A model of the ACE2 structure and function as a SARS-CoV receptor

Ponraj Prabakaran 1, Xiaodong Xiao 1, Dimiter S Dimitrov 1,
PMCID: PMC7117316  PMID: 14715271

Abstract

The angiotensin-converting enzyme 2 (ACE2) is an important regulator of the renin–angiotensin system and was very recently identified as a functional receptor for the SARS virus. The ACE2 sequence is similar (sequence identities 43% and 35%, and similarities 61% and 55%, respectively) to those of the testis-specific form of ACE (tACE) and the Drosophila homolog of ACE (AnCE). The high level of sequence similarity allowed us to build a robust homology model of the ACE2 structure with a root-mean-square deviation from the aligned crystal structures of tACE and AnCE less than 0.5 Å. A prominent feature of the model is a deep channel on the top of the molecule that contains the catalytic site. Negatively charged ridges surrounding the channel may provide a possible binding site for the positively charged receptor-binding domain (RBD) of the S-glycoprotein, which we recently identified [Biochem. Biophys. Res. Commun. 312 (2003) 1159]. Several distinct patches of hydrophobic residues at the ACE2 surface were noted at close proximity to the charged ridges that could contribute to binding. These results suggest a possible binding region for the SARS-CoV S-glycoprotein on ACE2 and could help in the design of experiments to further elucidate the structure and function of ACE2.

Keywords: ACE2, Structure prediction, SARS-CoV, S-Glycoprotein, Receptor, Binding


Enveloped viruses enter cells by binding their envelope glycoproteins to cell surface receptors followed by conformational changes leading to membrane fusion and delivery of the genome in the cytoplasm [1]. Very recently, the angiotensin-converting enzyme 2 (ACE2) was identified as a functional receptor for the SARS coronavirus (SARS-CoV) [2] and its binding site on the SARS-CoVS glycoprotein was localized between amino acid residues 303 and 537 [3]. ACE2 is a homolog of the metalloprotease angiotensin-converting enzyme ACE [4], [5] and was found to be an essential regulator of heart function [6]. ACE exists in two isoforms—somatic ACE, which has two homologous domains each containing an active catalytic site, and testis-specific ACE (tACE), which corresponds to the C domain of somatic ACE and has only one active site. ACE2 has a high level of similarity (sequence identities 43% and 35%, and similarities 61% and 55%, respectively) to tACE and the Drosophila homolog of ACE (AnCE). Recently, the crystal structures of tACE [7] and the Drosophila ACE homolog AnCE [8] have been determined at resolutions 2.0 and 2.4 Å, respectively.

These crystal structures were used as templates to build an accurate (root-mean-square deviation (rmsd) less than 0.5 Å) three-dimensional (3D) model of ACE2 by comparative (homology) modeling.
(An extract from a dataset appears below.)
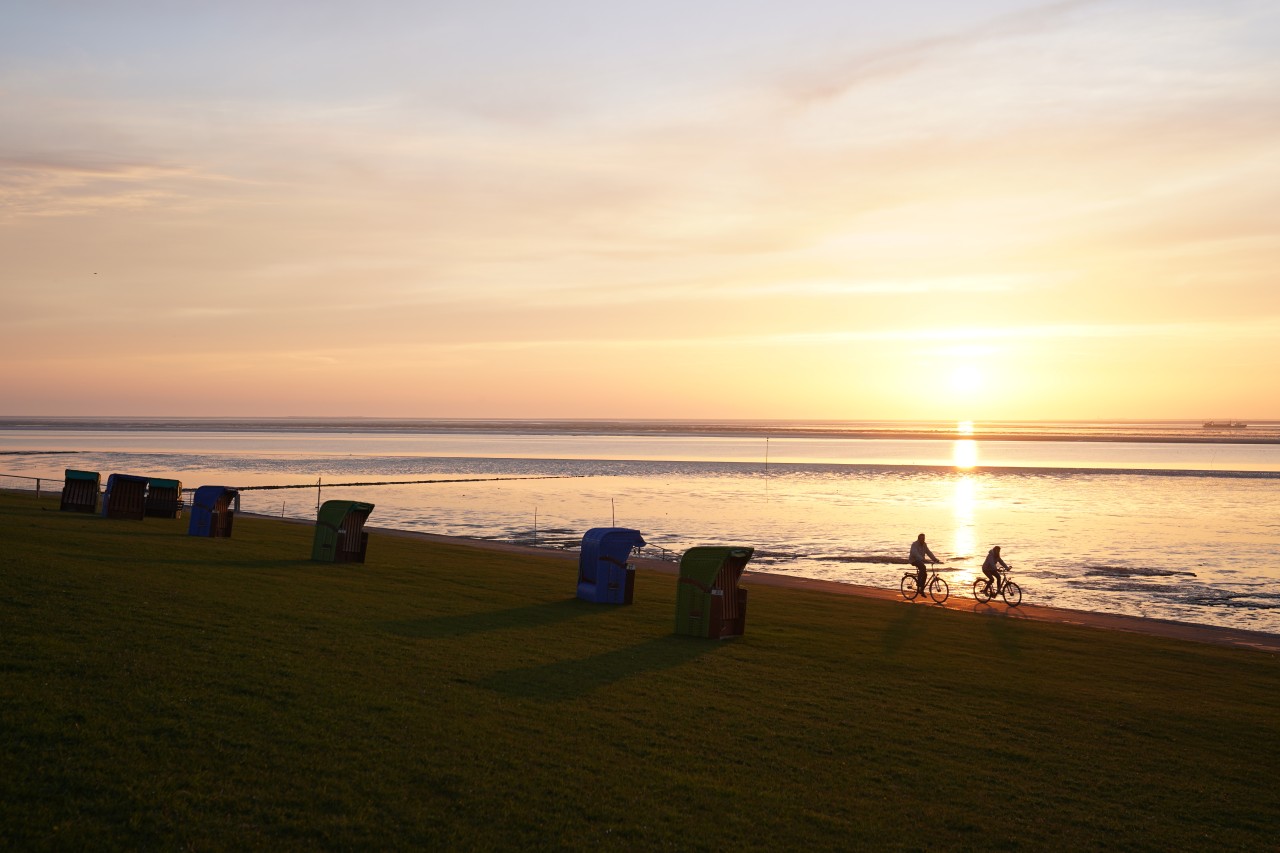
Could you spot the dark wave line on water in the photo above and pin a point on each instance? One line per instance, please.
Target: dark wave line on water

Based on the ACE2 model, an analysis of the receptor-binding domain (RBD) of the SARS-CoV S-glycoprotein, and similarity with other interactions of viral envelope glycoproteins (Env) with receptors [9], we propose a possible mechanism of the ACE2 function as a receptor for the SARS virus. The analysis of the ACE2 model could also help in the design of experiments to further elucidate the structure and the dual function of ACE2.

Materials and methods

Homology modeling of the ACE2 structure. The sequences of ACE2, tACE, and AnCE were aligned by using the multiple sequence alignment program CLUSTALW [10]. The comparative modeling procedure COMPOSER [11], [12] implemented in SYBYL6.9 (Tripos, St. Louis, MO) was used to build a 3D model of the ACE2 structure. We used the tACE and AnCE structures to find out topologically equivalent residues based on structural alignment and the structurally conserved regions (SCRs) were modeled. The structurally variable regions (loops) were modeled by using loops either from the corresponding location of the homologous protein or from the general protein database. The 3D model of ACE2 was then subjected to energy minimization by using standard Tripos force fields and finally validated with the PROCHECK program [13]. The coordinates were deposited to the protein data bank (PDB) (code: 1RIX).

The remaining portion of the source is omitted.